Seorang karyawan yang bekerja di lokasi mengaku, kafe tidak mungkin berjalan tanpa dukungan pihak berpengaruh.
“Kalau bukan karena ada yang back up, tidak mungkin bisa jalan. Ini kan gedung pemerintah,” ujarnya dengan syarat identitas dirahasiakan.
Aktivis antikorupsi di Bitung, J. Luntungan, menilai praktik ini sangat berbahaya bagi tata kelola pemerintahan.
“Gedung Perumda itu milik rakyat. Kalau dipakai untuk kepentingan pribadi atau kelompok tertentu, apalagi dengan rekam jejak hitam pengelolanya, itu sama saja merampas hak publik. Aparat penegak hukum harus turun tangan,” tegasnya.
Sementara itu, pengamat kebijakan publik dari Universitas Sam Ratulangi, Dr.M. Sumual, mengingatkan bahwa pembiaran semacam ini justru menciptakan preseden buruk.
“Alih fungsi aset publik tanpa mekanisme resmi menunjukkan lemahnya kontrol pemerintah daerah.

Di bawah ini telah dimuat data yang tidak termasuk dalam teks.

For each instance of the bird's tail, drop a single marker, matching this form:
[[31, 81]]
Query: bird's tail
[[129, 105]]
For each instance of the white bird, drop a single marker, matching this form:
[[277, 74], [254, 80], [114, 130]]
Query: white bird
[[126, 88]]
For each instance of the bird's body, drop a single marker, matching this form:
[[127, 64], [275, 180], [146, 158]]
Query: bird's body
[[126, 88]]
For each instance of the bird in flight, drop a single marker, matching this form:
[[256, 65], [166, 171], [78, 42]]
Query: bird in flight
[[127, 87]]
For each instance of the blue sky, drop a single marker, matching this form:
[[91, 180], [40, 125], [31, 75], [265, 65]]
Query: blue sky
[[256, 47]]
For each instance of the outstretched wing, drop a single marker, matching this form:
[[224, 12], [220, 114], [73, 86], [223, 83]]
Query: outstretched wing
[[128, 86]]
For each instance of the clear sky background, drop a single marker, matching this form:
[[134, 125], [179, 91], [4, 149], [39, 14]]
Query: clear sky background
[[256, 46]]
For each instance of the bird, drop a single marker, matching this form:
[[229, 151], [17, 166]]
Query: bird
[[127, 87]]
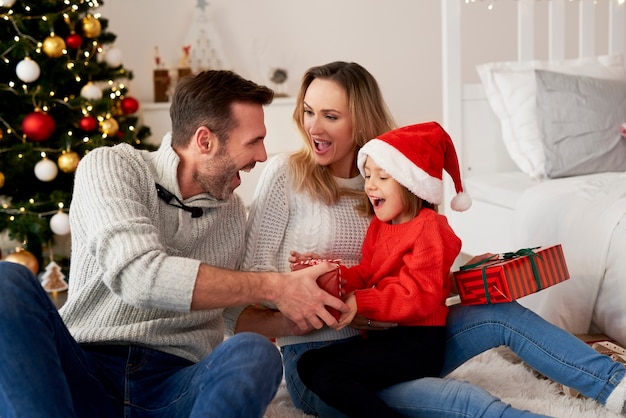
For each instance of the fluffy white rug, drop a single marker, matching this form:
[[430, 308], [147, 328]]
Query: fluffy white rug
[[503, 375]]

Publik bisa menilai bahwa ada konflik kepentingan yang dibiarkan. Jika tidak ada langkah tegas, kepercayaan masyarakat pada pemerintah akan terkikis,” jelasnya.
Intimidasi terhadap Jurnalis
Ironisnya, saat awak Brantas.News mencoba mengonfirmasi kepada pengelola berinisial IM alias Ical Mamuntu melalui pesan WhatsApp, bukan jawaban yang didapat, melainkan ancaman halus. IM justru mempertanyakan legalitas wartawan dan menegaskan dirinya adalah pimpinan sebuah ormas di Sulut dengan banyak anggota. Sikap ini dinilai sebagai bentuk intimidasi terhadap kerja jurnalistik yang dilindungi UU Nomor 40 Tahun 1999 tentang Pers.
Hingga berita ini diterbitkan, pihak Perumda Pasar maupun Pemerintah Kota Bitung belum memberikan klarifikasi resmi. Namun, publik mendesak aparat penegak hukum terutama Kejaksaan dan KPK untuk turun melakukan investigasi.
Kasus ini bukan hanya soal keberadaan sebuah kafe, melainkan ujian serius bagi komitmen pemerintah daerah dalam menjaga aset publik dari kepentingan sempit. Publik kini menunggu, apakah Walikota Bitung berani mengambil tindakan tegas, atau justru memilih diam di tengah aroma kepentingan yang semakin menyengat.